Amid the turbulence in the short end of the bond market last month—the Financial Times (FT) described it as an “inferno”—there is a longer-term issue. This concerns the operation of the $22 trillion Treasury market and the meltdown it suffered in March 2020 at the start of the pandemic.

This market, which forms the basis of the global financial system, is supposedly the most liquid and safest in the world. However, at the start the pandemic, it virtually froze when no buyers could be found for US government bonds. Rather than seeking a “safe haven” in purchases of government debt, there was a “dash for cash.”

The universal opinion in financial policy circles is that such an event, which had the potential to set off a crisis going beyond that of 2008, must never be allowed happen again.

There have been a series of investigations into the source of the crisis. It was only ended through the massive intervention of the Fed, which doubled its holdings of financial assets from $4 trillion to more than $8 trillion virtually overnight. But no definite diagnosis has emerged, much less a possible solution.

An article by FT columnist John Dizard at the weekend noted that the US Treasury market was “ill-equipped to finance” whatever spending packages are finally delivered by Congress. This was known by the administration and market regulators, and they have been working on developing a new market structure.

“The Treasury, the Fed and regulators like [Gary] Gensler [chairman of the Securities and Exchange Commission] are haunted by the Treasury market’s seize-up in March last year, which shook global markets,” he wrote.

But so far, no plan has been developed. One of the problems is the increased involvement of hedge funds.
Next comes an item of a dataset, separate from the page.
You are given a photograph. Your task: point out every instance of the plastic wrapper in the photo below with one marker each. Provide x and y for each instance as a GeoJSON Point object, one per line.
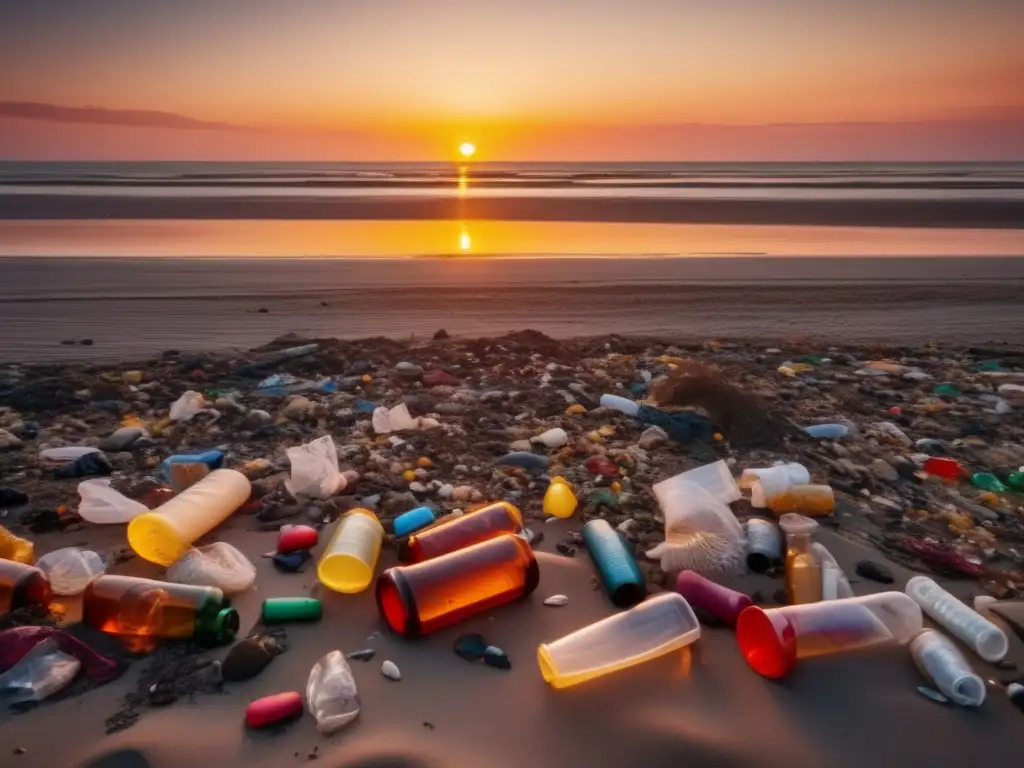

A research paper published by the Fed in October noted that “hedge funds play an increasingly important role in the US Treasury market.” It found that the Treasury market exposure of large hedge funds “doubled from early 2018 to February 2020, reaching $1.45 trillion and $0.94 trillion in long and short exposure, respectively.”

The Fed paper reported that the doubling was driven by relative arbitrage trading supported by corresponding increases in repo borrowing.

Arbitrage trading refers to investors, largely hedge funds, taking advantage of small and fleeting differences in various parts of the market to make money with the financial bets financed by repurchase agreements (repos), essentially very short-term borrowings, either from the Fed or other banks and finance houses.

In normal times, such operations can assist the smooth functioning of the market, but under conditions of a sudden shock, such as the onset of the pandemic, they can become the source of a crisis.

Dizard reported that one of the plans under consideration is a clearing house mechanism which would simultaneously act as a seller to all buyers and a buyer to all sellers. But he cited a report from the Securities and Financial Markets Association which cast doubt on its efficacy.

In a note issued last March, the report said: “Even with most Treasury trades being centrally cleared, it is highly unlikely that sufficient capacity would have been freed up to absorb the ‘dash-for-cash’ by investors that occurred last year.”

The recent turbulence in bond markets, under conditions of completely unanticipated problems, such as inflation, supply chain problems and the continuation of the pandemic, is an indication that the crisis which erupted 20 months ago could be coming to the surface again.